Poster D113, Monday, March 26, 8:00-10:00 am, Exhibit Hall C
Neural networks of specific and general autobiographical memory retrieval in younger and older adults
Aleea Devitt1, Reece Roberts2, Abby Metson2, Lynette Tippett2, Donna Rose Addis2; 1Harvard University, 2The University of Auckland
Healthy aging is associated with difficulty retrieving specific/episodic autobiographical memories (AMs), while retrieval of general/routine AMs – which tend to be reliant on semantic memory – is relatively preserved. While age-related declines in episodic memory are reflected in reduced activation of the default network when retrieving specific AMs, little is known about the effects of age on neural activation during general AM retrieval.
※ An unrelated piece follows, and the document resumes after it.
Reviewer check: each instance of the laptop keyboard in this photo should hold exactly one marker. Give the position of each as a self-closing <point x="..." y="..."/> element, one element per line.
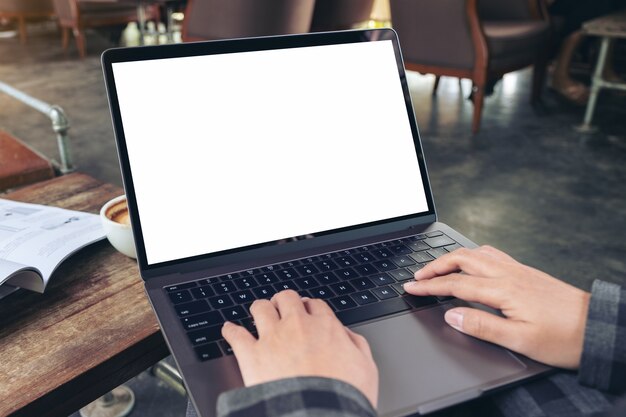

The current fMRI study used Partial Least Squares to explore age-related changes in whole-brain networks during specific and general AM retrieval. We found that compared to a semantic control task, both younger and older adults engaged the default network during specific AM retrieval, but this pattern of activity was less pronounced with age. Younger adults engaged a subset of default regions during general retrieval, while older adults recruited a similar network for both specific and general retrieval. Lastly, younger adults activated additional non-default areas for the more demanding specific AM task, including regions of the dorsal and ventral attention networks. These regions were not utilized by older adults for specific retrieval, even though they did recruit these regions in the control task. These results provide further evidence of dedifferentiation of specific and general AM retrieval with age.